Council votes to 'say goodbye' to Thames Park Pool, as community seeks answers
CBC
Council voted 8-7 in favour of a motion instructing staff to permanently close the city's largest and most-used outdoor pool. The motion also instructs staff to begin looking at new amenities for Thames Park and look into the feasibility of adding a spray pad to Thames Park or the Green in Wortley Village in consultation with the community.
The motion also calls on staff to look into the logistics of building a new indoor pool in the neighbourhood, possibly at Rowntree Park, Murray Park or at another city-owned property.
A staff report released in the spring recommended against rebuilding the pool, arguing its location on a flood plain and the site's high water table means any pool build there will be prone to water damage and closures. A crack in the pool deck prevented it from opening in the spring of 2022 and it has been closed since.
Council was considering two options to carry out repairs costing either $1.9 million or $2.3 million that would allow the pool to remain open a few more seasons while a new pool site is found.
Both would not see the pool open until the 2025 season at the earliest.
Ahead of Tuesday's council meeting, members of the Old South Community Organization (OSCO) wrote a motion to have council approve those repairs using private funds from an unspecified source.
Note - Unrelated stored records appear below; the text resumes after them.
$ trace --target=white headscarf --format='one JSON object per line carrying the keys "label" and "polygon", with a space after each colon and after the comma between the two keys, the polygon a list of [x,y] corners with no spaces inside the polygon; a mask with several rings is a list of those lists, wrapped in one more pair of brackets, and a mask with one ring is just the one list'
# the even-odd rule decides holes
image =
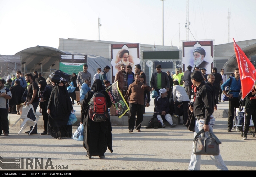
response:
{"label": "white headscarf", "polygon": [[161,95],[162,94],[166,92],[167,92],[167,90],[166,90],[166,89],[165,88],[161,88],[159,90],[159,94],[160,95],[160,96],[158,97],[158,98],[157,98],[157,100],[158,100],[158,99],[160,98],[160,97],[161,97]]}

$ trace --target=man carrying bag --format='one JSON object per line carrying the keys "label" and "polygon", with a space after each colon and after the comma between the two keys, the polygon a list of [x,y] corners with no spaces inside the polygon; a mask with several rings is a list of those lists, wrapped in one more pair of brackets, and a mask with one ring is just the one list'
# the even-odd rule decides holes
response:
{"label": "man carrying bag", "polygon": [[[213,131],[215,122],[215,118],[212,116],[215,98],[212,90],[204,81],[204,78],[200,72],[193,72],[191,76],[192,83],[197,87],[197,90],[194,106],[189,107],[190,110],[194,112],[196,119],[194,137],[200,136],[197,135],[197,133],[203,129],[205,132],[204,137],[207,139],[210,136],[209,131]],[[201,156],[194,154],[194,149],[195,145],[196,143],[193,142],[192,146],[193,150],[189,166],[189,170],[200,170]],[[228,170],[220,154],[210,156],[218,170]]]}

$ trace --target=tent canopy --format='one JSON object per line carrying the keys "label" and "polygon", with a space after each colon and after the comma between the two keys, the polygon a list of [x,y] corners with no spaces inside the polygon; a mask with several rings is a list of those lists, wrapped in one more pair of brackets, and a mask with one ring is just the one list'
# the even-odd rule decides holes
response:
{"label": "tent canopy", "polygon": [[[97,68],[101,68],[102,70],[106,65],[109,65],[109,61],[104,57],[92,54],[79,53],[69,51],[62,51],[57,48],[37,46],[26,48],[20,51],[15,55],[22,57],[21,64],[22,72],[33,73],[37,70],[41,72],[44,77],[48,76],[51,72],[59,69],[59,55],[60,54],[82,55],[87,56],[88,72],[90,73],[92,77],[97,73]],[[51,70],[50,71],[50,69]],[[83,70],[83,68],[81,71]],[[111,72],[107,74],[108,79],[112,79]],[[70,73],[69,73],[70,74]],[[77,74],[78,73],[76,73]]]}

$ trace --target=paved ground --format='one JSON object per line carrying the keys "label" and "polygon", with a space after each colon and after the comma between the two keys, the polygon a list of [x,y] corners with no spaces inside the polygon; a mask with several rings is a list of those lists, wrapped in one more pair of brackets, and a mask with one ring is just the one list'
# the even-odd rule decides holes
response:
{"label": "paved ground", "polygon": [[[227,118],[216,119],[214,129],[222,142],[221,154],[226,165],[230,170],[256,170],[256,152],[252,150],[256,139],[249,135],[248,141],[242,141],[240,132],[227,132]],[[10,127],[9,136],[0,136],[0,156],[44,158],[45,162],[51,158],[54,166],[68,165],[69,170],[185,170],[192,153],[193,133],[180,125],[174,128],[144,127],[141,132],[133,133],[126,126],[113,126],[114,152],[107,150],[104,159],[86,159],[83,142],[70,138],[57,140],[39,134],[18,135],[20,129]],[[76,129],[73,127],[73,133]],[[202,156],[202,159],[201,170],[216,169],[209,156]]]}

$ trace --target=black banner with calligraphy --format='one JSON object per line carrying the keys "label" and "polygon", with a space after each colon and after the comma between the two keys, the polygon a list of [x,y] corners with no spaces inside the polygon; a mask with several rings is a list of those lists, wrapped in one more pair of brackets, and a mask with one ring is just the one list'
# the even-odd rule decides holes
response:
{"label": "black banner with calligraphy", "polygon": [[119,90],[118,82],[108,87],[106,91],[110,97],[117,115],[121,118],[130,109]]}

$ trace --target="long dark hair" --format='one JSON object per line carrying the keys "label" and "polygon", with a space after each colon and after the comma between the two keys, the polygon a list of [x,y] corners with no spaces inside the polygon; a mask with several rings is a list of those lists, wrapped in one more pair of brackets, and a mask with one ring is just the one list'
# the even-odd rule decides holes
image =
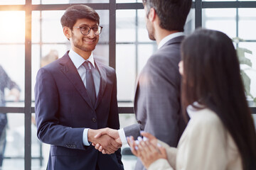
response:
{"label": "long dark hair", "polygon": [[198,29],[182,42],[181,56],[183,108],[198,101],[215,111],[238,147],[243,169],[256,169],[255,128],[232,40]]}

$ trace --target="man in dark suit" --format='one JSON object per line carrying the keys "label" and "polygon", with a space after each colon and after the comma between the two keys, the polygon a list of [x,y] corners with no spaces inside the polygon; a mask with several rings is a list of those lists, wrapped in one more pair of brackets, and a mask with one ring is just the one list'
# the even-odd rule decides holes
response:
{"label": "man in dark suit", "polygon": [[[137,78],[134,112],[139,124],[114,130],[102,130],[97,136],[108,134],[126,143],[126,137],[137,138],[140,130],[176,147],[186,127],[181,115],[180,45],[191,0],[144,0],[149,37],[156,40],[158,50],[148,60]],[[96,149],[105,153],[104,147]],[[135,169],[143,169],[139,160]]]}
{"label": "man in dark suit", "polygon": [[[99,23],[98,14],[87,6],[67,8],[61,24],[71,49],[38,72],[37,135],[51,144],[48,169],[123,169],[119,143],[108,135],[94,137],[97,129],[119,128],[115,72],[92,52],[102,28]],[[91,142],[104,145],[110,154]]]}

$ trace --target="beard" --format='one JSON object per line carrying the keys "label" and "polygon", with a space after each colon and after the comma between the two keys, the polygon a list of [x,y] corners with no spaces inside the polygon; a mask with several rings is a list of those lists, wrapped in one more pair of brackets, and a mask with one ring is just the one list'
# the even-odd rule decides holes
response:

A slim majority of councillors, however, opted to pull the plug on Thames Park Pool and direct staff to instead focus on finding a new site. The money that would have been spent on repairs will now go into improvments at Thames Park and a feasibility study for the pool's replacement site.
The decision disappointed OSCO president Nicole Phillips. She's worried the neighbourhood will have to wait years for a new pool instead of having a place to swim while planning for the new site happens.
"The city has a long history of closing infrastructure and then not building new infrastructure for decades, if ever," she said. "With the decommissioning of this pool there is currently no new location identified for the pool. The motion has no timelines. It's the ambiguity of that that causes alarm within the community."
Coun. Skylar Franke, whose ward includes Old South, asked councillors to support the motion to repair the pool so it could keep operating a few more season while a replacement plan takes shape.
However Deputy Mayor Shawn Lewis said it made more sense to divert money and staff time to a new aquatics facility for the neighbourhood.
"I think we have to come to the realization time that it's time that we say goodbye to Thames Park Pool," said Lewis. "Let's invest in the community in a responsible way .... and let's start the ball rolling on a new location."
Thames Park Pool was built in 1927 and at 25,000 annual visitors, had the heaviest usage of the city's 11 outdoor pools.